3. Other Points Derived from This Hadith
- If a believer sees his brother lacking in his religion, he strives his best to improve the plight of his brother- as piety is the best that he can achieve for himself and it is what he should wish for his brother also. One of the early pious people said, “Those who love each other for the sake of Allah look by the light of Allah. They, for the sake of Allah, have compassion for those who commit sins. They hate their deeds but have compassion for them. They try to change their ways by admonishing them to stop their deeds and they show pity for them to keep their bodies away from the Fire.”
- The implementation of this hadith is not with words only. That is, a person does not simply claim to love his brother and to love for his brother what he loves for himself. It cannot be a case of mere lip service. Instead, as is the case with all true love, that love must be translated into action. In this case, it means action on behalf of one’s brother when one has the means to help him or improve his situation.
- If a person sees his brother possessing a virtue that he does not possess, it is permissible for him to wish that he also had that virtue himself. It is permissible for one to wish he had the same virtue but it is not permissible for one to wish that the virtue be removed from his brother. It is recorded in Sahih al-Bukhari and Sahih Muslim that the Prophet (peace be upon him) himself wished he could attain martyrdom. The Messenger of Allah (peace be upon him) also said, “There is no jealousy except with respect to two people: A man whom Allah has given wealth and he uses it up for the sake of the Truth and a man whom Allah has given wisdom and he decides by it and acts accordingly.” (Recorded by al-Bukhari and Muslim.) This hadith means that a person should also wish that Allah gives him those characteristics although, at the same time, he does not wish that those characteristics be taken away from the other.

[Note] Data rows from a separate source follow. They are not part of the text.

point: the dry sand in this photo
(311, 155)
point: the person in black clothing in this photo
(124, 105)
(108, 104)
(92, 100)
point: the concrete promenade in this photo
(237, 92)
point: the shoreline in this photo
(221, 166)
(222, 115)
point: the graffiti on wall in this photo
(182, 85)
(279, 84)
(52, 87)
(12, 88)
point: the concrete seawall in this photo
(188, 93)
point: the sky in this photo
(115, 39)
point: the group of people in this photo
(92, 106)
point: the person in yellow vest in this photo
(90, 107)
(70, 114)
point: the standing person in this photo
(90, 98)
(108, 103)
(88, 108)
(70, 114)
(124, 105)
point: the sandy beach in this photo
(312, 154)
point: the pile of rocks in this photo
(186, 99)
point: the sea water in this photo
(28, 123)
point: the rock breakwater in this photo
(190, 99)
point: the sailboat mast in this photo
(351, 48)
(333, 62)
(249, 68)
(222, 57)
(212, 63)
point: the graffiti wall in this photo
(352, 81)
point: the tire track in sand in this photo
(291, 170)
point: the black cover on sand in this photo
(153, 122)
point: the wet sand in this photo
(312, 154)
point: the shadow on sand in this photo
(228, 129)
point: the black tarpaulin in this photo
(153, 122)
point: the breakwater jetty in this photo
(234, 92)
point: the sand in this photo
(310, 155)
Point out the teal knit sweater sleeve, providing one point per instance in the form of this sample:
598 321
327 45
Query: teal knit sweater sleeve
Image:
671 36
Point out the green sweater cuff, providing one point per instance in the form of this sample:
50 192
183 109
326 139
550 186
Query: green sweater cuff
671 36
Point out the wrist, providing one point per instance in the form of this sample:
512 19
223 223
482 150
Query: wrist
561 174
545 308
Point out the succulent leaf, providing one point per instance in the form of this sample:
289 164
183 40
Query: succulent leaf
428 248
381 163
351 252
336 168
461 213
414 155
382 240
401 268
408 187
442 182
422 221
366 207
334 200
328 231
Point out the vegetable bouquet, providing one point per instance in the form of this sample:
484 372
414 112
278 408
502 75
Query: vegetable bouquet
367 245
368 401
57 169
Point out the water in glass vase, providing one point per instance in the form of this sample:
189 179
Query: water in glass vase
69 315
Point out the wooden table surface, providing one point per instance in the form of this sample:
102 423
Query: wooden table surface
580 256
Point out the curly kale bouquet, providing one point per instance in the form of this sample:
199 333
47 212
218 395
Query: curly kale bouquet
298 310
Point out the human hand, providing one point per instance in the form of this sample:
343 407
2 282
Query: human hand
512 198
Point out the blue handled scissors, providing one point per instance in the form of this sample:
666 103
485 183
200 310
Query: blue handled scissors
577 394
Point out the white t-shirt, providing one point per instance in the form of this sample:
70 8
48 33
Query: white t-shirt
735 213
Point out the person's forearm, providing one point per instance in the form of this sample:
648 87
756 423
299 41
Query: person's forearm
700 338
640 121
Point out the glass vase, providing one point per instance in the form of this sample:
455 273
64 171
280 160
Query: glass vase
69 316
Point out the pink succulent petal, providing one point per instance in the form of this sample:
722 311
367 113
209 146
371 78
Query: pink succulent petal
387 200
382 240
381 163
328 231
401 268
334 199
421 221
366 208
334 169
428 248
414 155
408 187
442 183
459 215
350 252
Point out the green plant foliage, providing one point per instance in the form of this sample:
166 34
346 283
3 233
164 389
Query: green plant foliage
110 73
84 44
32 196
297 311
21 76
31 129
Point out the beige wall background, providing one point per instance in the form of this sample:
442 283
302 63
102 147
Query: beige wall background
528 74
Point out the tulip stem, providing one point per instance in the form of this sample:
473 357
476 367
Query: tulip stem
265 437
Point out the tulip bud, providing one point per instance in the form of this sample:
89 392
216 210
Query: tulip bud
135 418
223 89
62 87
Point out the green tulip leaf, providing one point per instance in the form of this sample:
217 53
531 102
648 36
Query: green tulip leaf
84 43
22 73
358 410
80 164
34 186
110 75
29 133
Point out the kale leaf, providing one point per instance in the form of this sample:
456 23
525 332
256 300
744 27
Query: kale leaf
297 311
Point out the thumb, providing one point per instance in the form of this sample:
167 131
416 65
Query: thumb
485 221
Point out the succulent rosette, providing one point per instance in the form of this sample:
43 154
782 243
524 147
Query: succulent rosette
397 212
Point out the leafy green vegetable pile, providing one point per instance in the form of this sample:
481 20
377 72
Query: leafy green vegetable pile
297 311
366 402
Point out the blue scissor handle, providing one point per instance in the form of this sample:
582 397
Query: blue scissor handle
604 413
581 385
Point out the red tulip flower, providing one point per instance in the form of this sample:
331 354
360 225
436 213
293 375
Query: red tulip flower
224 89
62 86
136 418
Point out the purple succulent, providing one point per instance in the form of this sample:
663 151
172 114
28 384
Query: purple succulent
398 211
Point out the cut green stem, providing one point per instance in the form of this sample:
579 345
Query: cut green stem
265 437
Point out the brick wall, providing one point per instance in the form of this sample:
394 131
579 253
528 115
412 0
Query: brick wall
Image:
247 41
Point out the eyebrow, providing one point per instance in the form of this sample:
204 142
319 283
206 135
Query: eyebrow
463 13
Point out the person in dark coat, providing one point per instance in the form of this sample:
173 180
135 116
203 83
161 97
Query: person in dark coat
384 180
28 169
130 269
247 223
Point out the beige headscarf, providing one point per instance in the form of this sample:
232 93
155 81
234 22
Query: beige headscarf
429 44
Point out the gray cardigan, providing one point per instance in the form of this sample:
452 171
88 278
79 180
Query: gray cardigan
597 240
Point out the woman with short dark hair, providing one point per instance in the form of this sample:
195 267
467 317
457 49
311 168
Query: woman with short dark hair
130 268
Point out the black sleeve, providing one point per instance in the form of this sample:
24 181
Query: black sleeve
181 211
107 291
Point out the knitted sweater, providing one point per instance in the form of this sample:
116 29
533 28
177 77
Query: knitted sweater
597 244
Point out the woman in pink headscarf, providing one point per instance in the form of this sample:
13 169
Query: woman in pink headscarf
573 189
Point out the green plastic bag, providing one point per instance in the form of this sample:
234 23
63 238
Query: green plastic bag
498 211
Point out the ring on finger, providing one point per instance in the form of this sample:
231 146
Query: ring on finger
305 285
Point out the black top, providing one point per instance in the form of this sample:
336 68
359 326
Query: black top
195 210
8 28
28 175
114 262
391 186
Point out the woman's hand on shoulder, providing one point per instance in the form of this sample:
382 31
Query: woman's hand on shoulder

- The true Islamic society- the society of true believers- is one where the relations between its members is built upon love and compassion. This was truly the case among the Companions. Every member works for the good of all of the members of society. Peace and tranquillity is spread throughout such a society. This only comes about when people truly love for each other what they love for themselves
- This hadith lays down a general principle of behavior towards all other Muslims. However, there are specific Muslims that have even more rights upon a Muslim. These would include one’s parents, relatives and wife. Sometimes a person may apply this hadith in general when it comes, for example, to his brothers in the mosque. He will love for them what he loves for himself. But when it comes to his own wife he does not apply this principle, even though his wife has more rights upon him than the general masses. He will not, for example, treat his wife in an appropriate manner, in the way that he also likes to be treated by those in authority over him. This is improper behavior and a Muslim should be aware of this type of mistake.
- If a person finds himself lacking in his piety and religious deeds, he should wish that others would be better than he is and he should also try to improve himself and make himself better than he currently is.
4. Summary of the Hadith
The true believer loves for his brother Muslim what he loves for himself of good things. Without possessing this quality, one has not yet reached the level of true and complete Imaan.